A major challenge in the management of advanced ovarian cancer is the presence of disseminated microscopic tumor nodules within the intraperitoneal cavity. Despite surgery and adjuvant chemotherapy, as many as 50% of patients can show occult disseminated disease, with only a 43% survival rate. Furthermore, systemic chemotherapy can have toxic side effects. Thus, recent efforts have aimed at improving detection and treatment of micromets. Chemophototherapy (CPT), the combination of chemotherapy and photodynamic therapy, is an emerging cancer treatment modality that can provide synergistic efficacy of both therapies. The overall goal is to implement a quantitative laparoscopic imaging and treatment approach for advanced detection of micromets and optimization of CPT for targeted destruction of ovarian micromets and reduced toxic side effects. Quantitative fluorescence laparoscopic imaging will provide high sensitivity and resolution for detecting micromets as well as image guided drug delivery. Folate receptor alpha (FA) will be used as a promising target because it is highly specific of epithelial ovarian cancer. The proposed targeted CPT compound has a ~6-fold tumor-specificity providing enhanced fluorescence contrast. These folate-targeted, porphyrin-phospholipid doped liposomes are triggered directly by near infrared (NIR) light. This activates the anti-cancer photosensitizer outer layer and releases the anti-cancer agent Doxorubicin (Dox). While this nanocarrier is expected to improve detection of micromets, tissue absorption and scattering in living tissue can confound fluorescence contrast. Quantitative imaging based on spatial frequency domain imaging can eliminate these confounding effects and provide quantitative contrasts to enable more sensitive detection compared to raw fluorescence or white light visualization. Furthermore, this quantitative capability can function in near-real-time to provide feedback on drug release, thus allowing image-guided optimization of treatment light to ensure full drug release within each tumor.

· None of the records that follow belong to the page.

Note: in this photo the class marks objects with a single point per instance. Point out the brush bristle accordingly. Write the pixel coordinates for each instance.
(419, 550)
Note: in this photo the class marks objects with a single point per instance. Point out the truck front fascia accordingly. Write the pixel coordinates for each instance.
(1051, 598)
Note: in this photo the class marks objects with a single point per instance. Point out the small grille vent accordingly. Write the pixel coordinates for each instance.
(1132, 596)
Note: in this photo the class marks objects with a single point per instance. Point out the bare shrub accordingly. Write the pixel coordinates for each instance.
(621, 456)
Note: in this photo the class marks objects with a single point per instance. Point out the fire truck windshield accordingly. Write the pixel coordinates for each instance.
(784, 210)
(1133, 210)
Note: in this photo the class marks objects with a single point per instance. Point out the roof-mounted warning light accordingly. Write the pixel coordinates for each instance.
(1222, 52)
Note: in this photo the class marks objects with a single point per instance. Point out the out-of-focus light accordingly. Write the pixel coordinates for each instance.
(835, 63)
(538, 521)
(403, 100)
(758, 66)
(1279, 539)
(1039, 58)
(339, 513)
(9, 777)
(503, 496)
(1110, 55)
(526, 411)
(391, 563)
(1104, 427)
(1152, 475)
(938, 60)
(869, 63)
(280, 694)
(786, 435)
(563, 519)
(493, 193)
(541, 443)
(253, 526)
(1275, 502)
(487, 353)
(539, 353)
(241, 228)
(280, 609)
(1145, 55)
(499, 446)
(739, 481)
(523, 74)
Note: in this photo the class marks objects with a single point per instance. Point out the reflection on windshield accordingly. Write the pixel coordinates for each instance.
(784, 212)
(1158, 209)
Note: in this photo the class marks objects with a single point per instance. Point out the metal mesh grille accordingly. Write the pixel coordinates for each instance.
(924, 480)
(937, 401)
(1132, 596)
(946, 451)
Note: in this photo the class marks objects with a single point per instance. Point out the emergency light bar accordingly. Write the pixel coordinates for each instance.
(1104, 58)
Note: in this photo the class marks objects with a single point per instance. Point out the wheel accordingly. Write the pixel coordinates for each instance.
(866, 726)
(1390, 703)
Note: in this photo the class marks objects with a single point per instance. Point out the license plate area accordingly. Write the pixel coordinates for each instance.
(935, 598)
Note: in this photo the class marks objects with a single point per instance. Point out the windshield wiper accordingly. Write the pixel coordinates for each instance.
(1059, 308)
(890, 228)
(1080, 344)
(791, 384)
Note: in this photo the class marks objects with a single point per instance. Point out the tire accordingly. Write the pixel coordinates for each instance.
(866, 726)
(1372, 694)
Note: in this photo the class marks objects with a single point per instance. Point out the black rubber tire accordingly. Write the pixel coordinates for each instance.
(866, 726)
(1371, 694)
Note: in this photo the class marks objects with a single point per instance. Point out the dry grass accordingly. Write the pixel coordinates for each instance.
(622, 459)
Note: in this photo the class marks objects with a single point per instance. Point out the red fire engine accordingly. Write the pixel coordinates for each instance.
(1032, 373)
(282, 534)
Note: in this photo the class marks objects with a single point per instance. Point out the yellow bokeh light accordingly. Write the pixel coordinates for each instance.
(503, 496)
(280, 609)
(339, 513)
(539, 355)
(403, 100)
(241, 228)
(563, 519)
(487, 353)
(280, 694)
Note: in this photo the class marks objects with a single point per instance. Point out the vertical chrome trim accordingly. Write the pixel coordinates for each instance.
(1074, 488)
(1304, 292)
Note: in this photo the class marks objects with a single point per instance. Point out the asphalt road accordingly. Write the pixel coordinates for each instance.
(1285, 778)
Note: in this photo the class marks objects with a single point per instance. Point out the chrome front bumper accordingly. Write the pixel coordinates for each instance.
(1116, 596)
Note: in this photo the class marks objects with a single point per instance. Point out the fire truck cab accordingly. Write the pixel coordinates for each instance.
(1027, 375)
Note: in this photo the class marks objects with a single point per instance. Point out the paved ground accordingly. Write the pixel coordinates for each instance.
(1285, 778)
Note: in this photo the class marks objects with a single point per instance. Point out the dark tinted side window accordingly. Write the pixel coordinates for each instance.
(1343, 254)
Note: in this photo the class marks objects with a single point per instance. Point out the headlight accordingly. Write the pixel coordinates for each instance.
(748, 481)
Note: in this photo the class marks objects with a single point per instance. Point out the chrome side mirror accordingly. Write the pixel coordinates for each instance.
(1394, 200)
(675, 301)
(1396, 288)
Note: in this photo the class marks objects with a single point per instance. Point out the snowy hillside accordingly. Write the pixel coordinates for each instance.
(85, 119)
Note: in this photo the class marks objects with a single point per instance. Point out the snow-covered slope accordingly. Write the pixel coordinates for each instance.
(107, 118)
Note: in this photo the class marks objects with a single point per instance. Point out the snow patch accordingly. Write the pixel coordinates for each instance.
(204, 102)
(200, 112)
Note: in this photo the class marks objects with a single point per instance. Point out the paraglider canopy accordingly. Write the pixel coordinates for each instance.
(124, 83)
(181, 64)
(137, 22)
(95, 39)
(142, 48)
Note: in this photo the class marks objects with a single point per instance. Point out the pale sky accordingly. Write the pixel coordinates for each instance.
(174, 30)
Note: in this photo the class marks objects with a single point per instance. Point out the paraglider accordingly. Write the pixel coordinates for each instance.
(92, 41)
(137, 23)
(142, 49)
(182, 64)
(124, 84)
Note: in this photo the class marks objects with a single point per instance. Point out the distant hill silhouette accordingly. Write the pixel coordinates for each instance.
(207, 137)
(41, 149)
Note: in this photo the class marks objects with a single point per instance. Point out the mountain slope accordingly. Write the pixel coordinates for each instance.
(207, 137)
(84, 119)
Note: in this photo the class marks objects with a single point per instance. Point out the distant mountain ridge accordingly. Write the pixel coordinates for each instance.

In Aim 1, a wide-field dual-channel laparoscope, fast quantification algorithms and targeted liposomal nano-construct will be implemented and optimized.
In Aim 2, the platform will be validated in vivo for improved detection of micromets vs. raw fluorescence and white light.
In Aim 3, the platform?s efficacy will be validated in vivo for destroying micromets in targeted tumors while reducing toxicity to surrounding normal tissues. Successful completion of this approach is expected to result in improved detection and treatment of micromets with reduced side effects. This is ultimately expected to lead to reduced recurrence rates and overall improved survival. Although this imaging approach focuses on epithelial ovarian cancer diagnosis and treatment, it can be applicable to a wide range of epithelial diseases, such as oral, lung, and gastrointestinal cancers.
A quantitative laparoscopic spatial frequency domain imaging platform is proposed to map intraperitoneal ovarian metastases as well as to treat them effectively via targeted chemo-photo therapy. Cancer-targeting drug and optimized light delivery will allow local release and preferential uptake of the drug into tumors versus normal tissue for optimal cancer cell destruction with minimal side effects to the surrounding normal tissue. This approach is relevant to public health as it is expected to significantly improve detection and destruction of micromets in ovarian cancer patients, and reduce side effects in normal tissue, thereby fulfilling the overarching goal of improving patients? survival rates and quality of life.